Isak came home one day after working with his gutters and pipes and copper sheets and sat down on a slatted kitchen chair. He did not first go into the bathroom to wash the heavy black grease from his hands or scrub out the dirt caked under his fingernails. He held his hands in front of him on the shining wood of the tabletop and rubbed his fingers together. Anyuta stared at the black grease marks and wondered if they would leave a stain. He sat there without speaking. The minutes passed.
 
“Is something wrong?” she asked, because he seemed to be waiting for her to speak. She sat down facing him, ready for the start of a too familiar scene.
 
“I was working on 17th Street today.”
 
“Yes, I know. That roof of Mrs. Johnsen's. You said. The one that keeps leaking.”
 
“So I was working on 17th St. and I had to go over to Neptune Avenue to get some more wire.”
 
He paused, as though waiting for a response to this. When she did not provide one, he continued. “I saw you today. I saw you walking on Neptune Avenue. You were not alone. I saw you walking with someone on Neptune Avenue.”
 
Anyuta was having trouble putting together what Isak was saying. She had taken Leah to school and then come home. Later in the day she had gone out to find a chicken for dinner. Was that when he saw her? Was she on Neptune Avenue to buy the chicken? Then she remembered - the teacher from her night class. She had spotted him as she was waiting for the butcher to finish the order ahead of hers.
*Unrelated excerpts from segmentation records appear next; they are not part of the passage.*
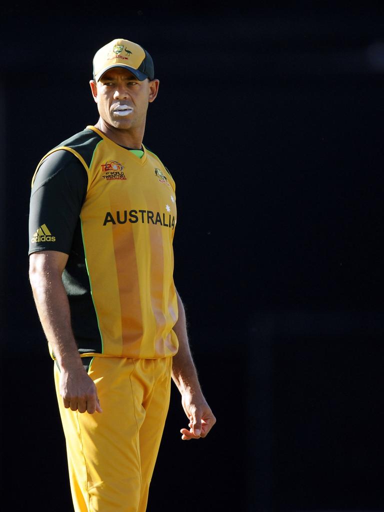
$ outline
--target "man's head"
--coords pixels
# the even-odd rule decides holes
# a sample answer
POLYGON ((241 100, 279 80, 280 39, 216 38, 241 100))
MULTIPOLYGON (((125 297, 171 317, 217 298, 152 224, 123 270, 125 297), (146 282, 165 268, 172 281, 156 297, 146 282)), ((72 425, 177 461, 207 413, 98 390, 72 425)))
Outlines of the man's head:
POLYGON ((136 43, 114 39, 96 52, 93 74, 90 84, 100 114, 97 127, 115 142, 116 137, 126 136, 135 145, 129 142, 122 145, 140 147, 148 105, 159 89, 150 54, 136 43), (116 135, 116 130, 120 135, 116 135))
POLYGON ((96 52, 93 58, 93 78, 98 82, 105 71, 123 68, 140 81, 155 77, 153 60, 139 45, 126 39, 115 39, 96 52))

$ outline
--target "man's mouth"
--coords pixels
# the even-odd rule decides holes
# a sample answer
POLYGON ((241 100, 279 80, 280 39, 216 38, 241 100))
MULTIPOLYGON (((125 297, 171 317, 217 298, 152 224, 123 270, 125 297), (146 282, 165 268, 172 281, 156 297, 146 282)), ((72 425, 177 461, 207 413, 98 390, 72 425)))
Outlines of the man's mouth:
POLYGON ((133 112, 132 106, 128 106, 127 105, 119 105, 113 109, 113 113, 117 116, 127 116, 133 112))

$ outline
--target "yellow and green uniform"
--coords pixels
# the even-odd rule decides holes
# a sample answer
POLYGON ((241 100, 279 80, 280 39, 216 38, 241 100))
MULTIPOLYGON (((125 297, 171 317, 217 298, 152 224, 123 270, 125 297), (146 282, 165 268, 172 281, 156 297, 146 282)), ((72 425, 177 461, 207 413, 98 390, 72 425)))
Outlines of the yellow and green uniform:
POLYGON ((33 177, 29 253, 68 254, 72 330, 103 409, 64 408, 55 365, 76 512, 146 508, 178 348, 175 190, 147 148, 93 126, 50 151, 33 177))
POLYGON ((175 183, 143 151, 139 158, 88 126, 46 155, 33 178, 29 253, 69 255, 63 283, 83 356, 177 351, 175 183))

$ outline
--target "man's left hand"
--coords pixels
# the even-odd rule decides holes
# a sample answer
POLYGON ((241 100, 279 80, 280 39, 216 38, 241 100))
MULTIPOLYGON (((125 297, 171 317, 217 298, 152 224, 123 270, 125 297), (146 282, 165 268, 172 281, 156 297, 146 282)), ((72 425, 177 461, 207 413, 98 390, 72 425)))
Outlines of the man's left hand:
POLYGON ((189 420, 188 425, 189 430, 180 430, 182 434, 181 439, 189 441, 205 437, 216 422, 216 418, 204 397, 185 391, 182 395, 181 402, 189 420))

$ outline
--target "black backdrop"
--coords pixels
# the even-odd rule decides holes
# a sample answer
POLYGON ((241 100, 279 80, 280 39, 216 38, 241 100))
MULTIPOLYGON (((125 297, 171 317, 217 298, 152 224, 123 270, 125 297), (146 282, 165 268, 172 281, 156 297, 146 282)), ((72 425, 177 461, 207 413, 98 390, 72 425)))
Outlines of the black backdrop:
POLYGON ((384 11, 310 3, 4 8, 2 482, 14 509, 71 509, 28 281, 29 185, 47 151, 96 122, 92 58, 117 37, 147 49, 160 80, 144 143, 176 181, 175 282, 218 419, 182 442, 174 389, 148 510, 384 508, 384 11))

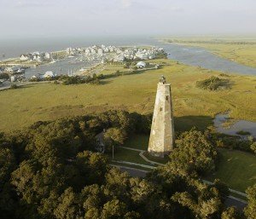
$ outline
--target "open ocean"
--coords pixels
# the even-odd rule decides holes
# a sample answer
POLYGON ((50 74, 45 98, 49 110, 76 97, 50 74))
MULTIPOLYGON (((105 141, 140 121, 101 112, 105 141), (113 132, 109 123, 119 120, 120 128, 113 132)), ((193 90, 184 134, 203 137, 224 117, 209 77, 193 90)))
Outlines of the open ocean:
MULTIPOLYGON (((52 52, 67 47, 87 47, 91 45, 138 46, 152 45, 163 47, 168 58, 186 65, 201 66, 210 70, 237 74, 256 75, 256 68, 246 66, 216 55, 205 49, 171 43, 162 43, 149 37, 44 37, 0 39, 0 60, 18 57, 21 54, 34 51, 52 52), (5 57, 3 57, 3 55, 5 57)), ((42 71, 51 71, 55 64, 44 66, 42 71)), ((56 64, 59 65, 59 64, 56 64)), ((40 67, 40 66, 39 66, 40 67)), ((74 67, 74 66, 73 66, 74 67)), ((42 68, 42 67, 41 67, 42 68)), ((65 68, 65 67, 64 67, 65 68)), ((38 68, 38 70, 40 70, 38 68)), ((68 69, 69 70, 69 69, 68 69)), ((41 71, 41 70, 40 70, 41 71)), ((67 69, 64 69, 67 72, 67 69)), ((36 73, 37 69, 33 72, 36 73)), ((41 72, 44 73, 44 72, 41 72)))

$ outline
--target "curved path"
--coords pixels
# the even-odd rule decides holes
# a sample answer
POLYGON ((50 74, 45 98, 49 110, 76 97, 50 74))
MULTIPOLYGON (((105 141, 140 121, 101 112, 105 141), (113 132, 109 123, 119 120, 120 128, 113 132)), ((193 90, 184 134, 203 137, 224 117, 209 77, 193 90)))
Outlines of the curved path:
MULTIPOLYGON (((122 166, 122 165, 113 165, 113 166, 118 167, 121 171, 128 172, 130 176, 133 177, 144 178, 147 173, 148 172, 147 170, 143 170, 122 166)), ((225 200, 225 205, 227 207, 236 206, 240 210, 242 210, 247 206, 247 203, 241 199, 236 199, 236 197, 229 196, 225 200)))

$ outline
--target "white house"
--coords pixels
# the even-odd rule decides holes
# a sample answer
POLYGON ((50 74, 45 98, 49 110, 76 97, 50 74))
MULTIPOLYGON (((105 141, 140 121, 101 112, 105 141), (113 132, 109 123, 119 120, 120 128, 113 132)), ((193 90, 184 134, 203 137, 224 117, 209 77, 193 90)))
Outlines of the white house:
POLYGON ((20 61, 28 61, 29 60, 29 57, 26 55, 21 55, 20 56, 20 61))
POLYGON ((44 75, 43 78, 54 78, 55 77, 55 75, 53 73, 53 72, 46 72, 44 75))
POLYGON ((49 54, 49 53, 45 53, 45 54, 44 54, 44 59, 46 59, 46 60, 50 60, 50 59, 51 59, 51 54, 49 54))
POLYGON ((38 79, 38 78, 35 75, 33 75, 32 78, 30 78, 31 79, 38 79))
POLYGON ((136 66, 137 68, 144 68, 146 67, 147 64, 144 61, 139 61, 138 63, 137 63, 136 66))
POLYGON ((15 75, 11 76, 10 79, 11 79, 11 82, 15 82, 17 80, 17 76, 15 76, 15 75))

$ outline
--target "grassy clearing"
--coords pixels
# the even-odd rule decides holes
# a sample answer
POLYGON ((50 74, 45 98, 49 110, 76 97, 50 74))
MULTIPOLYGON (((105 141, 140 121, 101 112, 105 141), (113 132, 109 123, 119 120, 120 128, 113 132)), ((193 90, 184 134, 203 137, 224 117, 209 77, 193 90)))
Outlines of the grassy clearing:
POLYGON ((148 141, 149 135, 134 135, 125 142, 124 147, 147 151, 148 141))
POLYGON ((212 124, 212 117, 231 111, 234 118, 256 121, 255 77, 231 75, 231 89, 207 91, 195 87, 196 81, 219 72, 177 64, 168 60, 158 70, 102 80, 100 85, 38 84, 0 92, 0 131, 109 109, 152 113, 157 82, 165 75, 172 84, 175 126, 177 130, 212 124), (244 107, 246 106, 246 107, 244 107))
POLYGON ((166 156, 165 158, 157 158, 157 157, 154 157, 154 156, 152 156, 150 153, 148 153, 148 152, 145 152, 143 153, 143 155, 149 160, 152 160, 154 162, 156 162, 156 163, 160 163, 160 164, 166 164, 170 159, 169 159, 169 157, 168 156, 166 156))
MULTIPOLYGON (((148 135, 136 135, 128 139, 124 146, 136 149, 147 150, 148 139, 148 135)), ((118 155, 119 158, 130 162, 132 162, 131 161, 132 159, 136 160, 136 163, 144 164, 141 163, 142 159, 139 157, 138 153, 124 150, 125 149, 121 152, 121 156, 118 155)), ((241 151, 230 151, 221 148, 218 149, 218 152, 220 159, 218 161, 218 170, 214 174, 208 176, 207 180, 213 182, 214 179, 218 178, 227 183, 229 187, 241 192, 244 192, 247 187, 256 183, 256 157, 254 155, 241 151)), ((161 164, 168 162, 168 158, 155 158, 148 153, 144 153, 143 155, 149 160, 154 162, 161 164)), ((143 160, 143 162, 145 161, 143 160)), ((240 196, 237 197, 241 198, 240 196)))
POLYGON ((220 159, 216 173, 208 177, 218 178, 229 187, 244 192, 247 187, 256 183, 256 157, 241 152, 219 149, 220 159))
POLYGON ((240 64, 256 67, 256 45, 191 43, 203 47, 224 58, 240 64))
POLYGON ((118 148, 113 155, 113 159, 119 161, 127 161, 145 165, 152 165, 140 157, 139 153, 124 148, 118 148))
Her teacher had a slight stoop and a prematurely balding head. She recognized his black overcoat with the shiny, threadbare lapels. He wore this coat in class at every session, never taking it off. She had watched him as he stared into the glass meat case at a tray of bones, a puzzled expression on his face. All the other customers were women. It was unusual for a man to be shopping for meat, but Anyuta had been told that his wife was an invalid. She was not sure if this was true, but the women at the night class talked. They thought he was a nice-looking young man, which was their basic opinion of all young men. They wondered if he had a wife and why his eyes always stayed sad, even when his mouth smiled. That was when Mrs. Cohen said she had heard he was married but his wife was not well, and this information seemed to answer a lot of questions.
 
When Anyuta saw him - Eugene Green was his name - she greeted him in English. She said, “Hello, Mr. Green,” because that is what they called him in class.
 
He smiled at her and said, “Hello, Anyuta. Buying some meat today?”
 
His greeting reminded Anyuta of the exercises they did in class. In fact, the topic for discussion in the last class had been about preparing a meal. The teacher wanted them to practice the words that had to do with buying food in the market and preparing the various ingredients.
 
“What is for your dinner?” Mrs. Hirsch had asked.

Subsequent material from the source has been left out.